All five subjects were still alive at the time of removal from home but the prognosis at this point is not good.

DCPD detectives are investigating the case. At present, this is a tragic accident caused by a subject driving the vehicle inside the closed garage. The vapors filled the residence through the open interior door and made the others sick to the point of passing unconscious before even realizing what was happening and why.

One subject was on the phone with his mother in Guatemala when he passed out. Her mother tried for over two hours to get help from friends in Dodge City before reaching the friend who originally found them and called the police.

At this point we understand that the victims are adult males, four of them are brothers, the fifth is an adult son of one of them.

The Dodge City Fire Department has reminded the public that a moving vehicle inside a garage can and will produce large amounts of carbon monoxide that will enter the home.

They came up with ways to prevent this from happening by preventing certain activities from helping prevent carbon monoxide build-up.

Do not drive your car in an enclosed space, even if it is a garage with the garage door open.

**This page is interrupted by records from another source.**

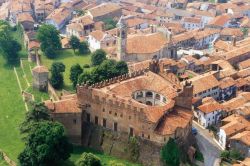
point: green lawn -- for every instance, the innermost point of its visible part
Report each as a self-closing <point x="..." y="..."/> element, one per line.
<point x="105" y="159"/>
<point x="2" y="162"/>
<point x="12" y="112"/>
<point x="68" y="58"/>
<point x="12" y="109"/>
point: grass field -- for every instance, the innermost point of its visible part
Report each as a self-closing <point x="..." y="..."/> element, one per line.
<point x="2" y="162"/>
<point x="12" y="112"/>
<point x="105" y="159"/>
<point x="12" y="109"/>
<point x="68" y="58"/>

Get out of the car or turn off the car.

Do not use a charcoal or gas grill inside your home or inside a tent. Use it outdoors or under a shelter with plenty of room for cross ventilation such as natural wind and fresh air.

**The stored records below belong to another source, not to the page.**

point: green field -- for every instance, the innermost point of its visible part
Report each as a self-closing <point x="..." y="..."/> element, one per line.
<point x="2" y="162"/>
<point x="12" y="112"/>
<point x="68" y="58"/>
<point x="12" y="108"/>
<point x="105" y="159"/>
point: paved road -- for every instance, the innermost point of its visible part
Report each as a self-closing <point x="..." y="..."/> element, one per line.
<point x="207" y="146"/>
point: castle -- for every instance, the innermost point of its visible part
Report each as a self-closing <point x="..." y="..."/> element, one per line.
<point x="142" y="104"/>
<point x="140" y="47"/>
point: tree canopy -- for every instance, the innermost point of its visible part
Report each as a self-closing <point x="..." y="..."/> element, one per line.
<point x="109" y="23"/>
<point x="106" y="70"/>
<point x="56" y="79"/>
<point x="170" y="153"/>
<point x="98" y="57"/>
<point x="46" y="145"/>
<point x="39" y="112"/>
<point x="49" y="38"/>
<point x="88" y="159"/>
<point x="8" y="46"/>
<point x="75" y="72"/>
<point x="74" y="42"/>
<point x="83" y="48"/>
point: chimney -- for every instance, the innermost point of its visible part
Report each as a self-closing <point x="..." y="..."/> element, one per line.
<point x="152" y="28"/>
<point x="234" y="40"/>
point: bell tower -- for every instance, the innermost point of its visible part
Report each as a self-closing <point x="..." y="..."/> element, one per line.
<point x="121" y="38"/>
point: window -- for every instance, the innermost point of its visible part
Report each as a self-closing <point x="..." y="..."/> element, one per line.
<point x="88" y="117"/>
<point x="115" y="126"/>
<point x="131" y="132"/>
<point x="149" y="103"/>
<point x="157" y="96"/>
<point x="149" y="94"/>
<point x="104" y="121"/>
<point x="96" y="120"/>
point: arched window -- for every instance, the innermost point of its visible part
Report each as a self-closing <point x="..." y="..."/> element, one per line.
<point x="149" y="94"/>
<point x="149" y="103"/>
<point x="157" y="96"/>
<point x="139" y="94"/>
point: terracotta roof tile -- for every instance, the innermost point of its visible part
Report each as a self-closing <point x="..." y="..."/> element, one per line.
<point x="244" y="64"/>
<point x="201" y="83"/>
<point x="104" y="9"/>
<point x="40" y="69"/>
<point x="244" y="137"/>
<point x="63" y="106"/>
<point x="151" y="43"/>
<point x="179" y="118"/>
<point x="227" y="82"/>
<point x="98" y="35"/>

Have your heaters professionally checked regularly, according to the manufacturer’s instructions.

An undersized exhaust vent in a water heater or furnace can interfere with the removal of carbon monoxide, causing backflow into your home. If you are replacing a furnace or gas appliance, make sure that the exhaust system meets the standards of the code in force.

Just as there are smoke detectors, there are also carbon monoxide detectors. They look like smoke detectors. You may be able to purchase a combined smoke and carbon monoxide detector. Some can plug into the electrical outlet, while others can run on batteries only. It is recommended that you have some of both in your home. Have one set up near your sleeping area. Have more installed on each level of your home.

Dodge City Fire Department and Development Services will install smoke and carbon monoxide detectors free of charge.

What to do if you think you may be exposed to carbon monoxide:

You and everyone in your house must leave immediately. Go outside and breathe in some fresh air. Call 911 and ask for the fire department. If someone has nausea, dizziness, unusual drowsiness, or is unconscious, tell them you need an ambulance as well.

Stay outside until the fire brigade arrives. Do not go back inside the house whether or not you are starting to feel better.